Over the past several years, and as recently reported by Computerworld, the adoption of Apple’s Mac has blown way past the expectations of even the most favorable industry pundits.  But Apple might be writing the ticket to its own demise.

Several years ago, Apple made the notorious, and ultimately well received switchover to Intel processors.  Undoubtedly they were driven in part by the realization they couldn’t continue to march along with relatively unique processor platforms while keeping up with market demands for innovation and just raw production. 

But from the signs in the market today, that switch to x86 hardware may be taking a bite out of Apple right where it counts.  The problem is, x86 brings with it components built for a huge mass market, and often at such scale that some mis-steps are hard to avoid.  While the market likely bent to Apple’s demands for high degrees of customization and quality in the initial generations, many users are discovering the same doesn’t hold true for the latest gen equipment.  A quick examination of a few reported MacBook Pro issues makes the case.
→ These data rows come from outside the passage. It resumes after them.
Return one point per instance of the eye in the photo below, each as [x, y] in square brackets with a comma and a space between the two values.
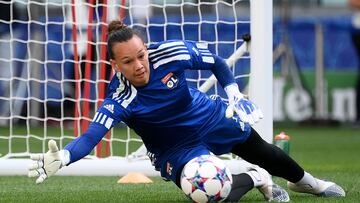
[126, 62]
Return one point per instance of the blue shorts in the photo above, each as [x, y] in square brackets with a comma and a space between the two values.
[218, 140]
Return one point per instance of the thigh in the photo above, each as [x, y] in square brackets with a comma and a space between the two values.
[172, 167]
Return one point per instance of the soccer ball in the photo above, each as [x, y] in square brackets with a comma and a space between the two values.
[206, 179]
  • MBP 17″ display issues, perhaps blamed on Nvidia’s controller used with a dual-link display.
  • Unibody MBP 15″ and 13.3″ SATA controller issues, that limited SATA support to the 1.5Gbps first generation standard, in a market where 3.0Gbps SATA II is quickly becoming ubiquitous.  
  • A botched firmware update — EFI 1.7 — that attempted to switch on SATA II capabilities, but in fact caused worse incompatibilities with a number of drives, set the stage for numerous logicboard replacements, and instigated the eventual release of an unprecedented firmware “downgrade” hack.
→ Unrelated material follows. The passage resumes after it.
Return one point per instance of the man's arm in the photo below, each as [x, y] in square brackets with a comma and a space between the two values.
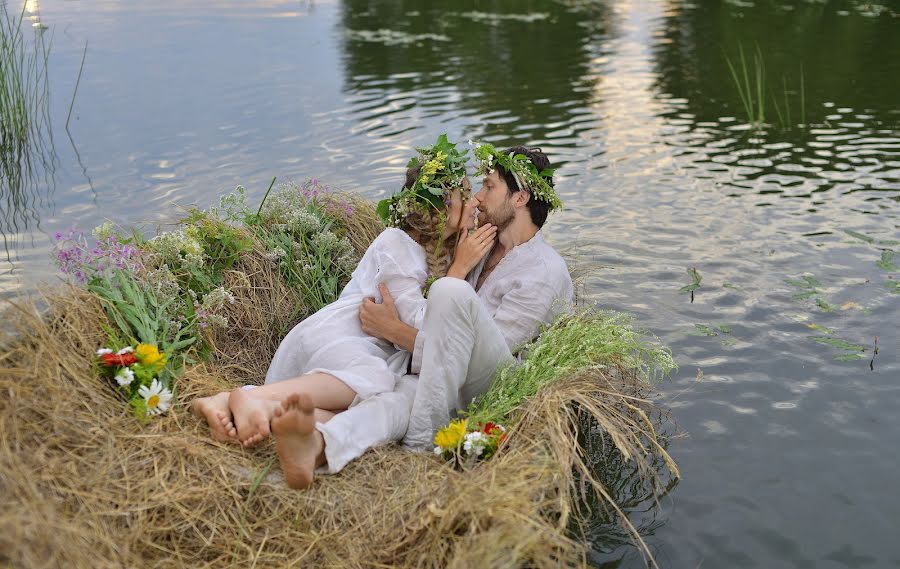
[383, 321]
Based on Apple’s responsiveness to the reported issues (which pretty much consists of lack thereof) all of these issues seem to be unresolvable.  The latter two issues are extensively documented in this ever growing forum thread over at MacRumors – a thread that has rapidly grown to over 1,580 posts, with no apparent end in site.  Numerous blog and news posts around the web reference same issue and thread.

Speaking from experience, the SATA controller issues are personally bothersome for this author, and have in fact altered my plans to update my own MBP systems to the latest unibody models.  Perhaps I need to be shopping for a trusty old PowerPC model.
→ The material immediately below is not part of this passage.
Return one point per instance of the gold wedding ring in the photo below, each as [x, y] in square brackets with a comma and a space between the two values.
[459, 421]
The question for current users: has Apple permanently altered the long term residual value of their computing investment?  With resale values holding high, Mac users often expect some residual value that justify the high prices of the platform.  If the new unibodies ultimately prove unable to host SATA II devices effectively, and if SATA I devices become unavailable as replacement drives, does the latest generation MBP become a paperweight?

In my own field of expertise, an observation lingers.  For those convinced that the ease of access to impressive spindles, SSDs, and storage software like ZFS are changing the game, don’t go too far.  Apple is demonstrating that even on the consumer side, storage takes some attention to details.